Every fall, millions of U.S. children get flu vaccinations at their pediatricians' offices. The CDC recommends an annual flu vaccine for all Americans who are at least 6 months old.
You may have questions about the vaccination. Why can't last year's flu shot protect your child this year? Do you need to get her a separate vaccine for protection against the H1N1 strain? Should you request the vaccination in nasal spray rather than injection form?
For guidance, WebMD spoke with internist Lisa Grohskopf, MD, a medical officer in the CDC's Influenza Division.
Q: Why is it important for all children aged 6 months and up to get vaccinated?
A: Children, particularly those under age 5, are subject to potentially very severe complications from influenza disease; some of those children are hospitalized. Within that group, children under 2 are especially prone to complications.

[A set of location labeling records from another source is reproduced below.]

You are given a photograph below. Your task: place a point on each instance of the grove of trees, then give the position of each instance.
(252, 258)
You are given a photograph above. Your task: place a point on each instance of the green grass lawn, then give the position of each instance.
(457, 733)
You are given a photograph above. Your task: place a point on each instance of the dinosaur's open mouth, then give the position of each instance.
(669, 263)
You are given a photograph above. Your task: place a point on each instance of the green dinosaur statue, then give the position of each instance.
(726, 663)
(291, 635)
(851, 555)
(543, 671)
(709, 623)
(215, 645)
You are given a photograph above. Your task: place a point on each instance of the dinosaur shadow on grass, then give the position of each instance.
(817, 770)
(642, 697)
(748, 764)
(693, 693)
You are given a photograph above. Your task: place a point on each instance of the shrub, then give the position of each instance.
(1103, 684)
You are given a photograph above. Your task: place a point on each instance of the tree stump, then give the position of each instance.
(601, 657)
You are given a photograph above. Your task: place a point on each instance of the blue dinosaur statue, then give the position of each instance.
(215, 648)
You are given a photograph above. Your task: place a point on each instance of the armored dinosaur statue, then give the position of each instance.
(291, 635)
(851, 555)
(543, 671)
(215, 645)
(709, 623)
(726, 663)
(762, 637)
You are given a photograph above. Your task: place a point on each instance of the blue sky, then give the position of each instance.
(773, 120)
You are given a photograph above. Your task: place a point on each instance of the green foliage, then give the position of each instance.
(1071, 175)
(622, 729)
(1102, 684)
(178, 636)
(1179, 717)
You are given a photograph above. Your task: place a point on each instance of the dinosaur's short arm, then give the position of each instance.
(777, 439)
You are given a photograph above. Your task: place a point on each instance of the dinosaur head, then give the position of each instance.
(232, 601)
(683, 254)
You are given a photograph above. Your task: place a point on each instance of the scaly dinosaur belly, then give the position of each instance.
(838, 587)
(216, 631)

For everyone aged 6 months and up, the annual flu vaccine is the best way that we have available to protect against complications.
Q: Is it really necessary to vaccinate my child this year if she received a flu shot last year?
A: The flu vaccine has three different vaccine virus ... strains in it. In a typical season, at least one of those strains will change.
This year, the vaccine is the same as last year's, as far as the strains contained. But we know from a number of studies that the antibody response to the vaccine tends to decline over time, so it's recommended that people be vaccinated annually in all age groups.
Q: How effective is the vaccine at preventing flu?
A: It depends on how well the vaccine matches the flu strains that are circulating. The vaccine strains have to be chosen well in advance of the flu season starting, and in years when there's a good match, it's likely to work better.
It also depends upon a person’s age and health status.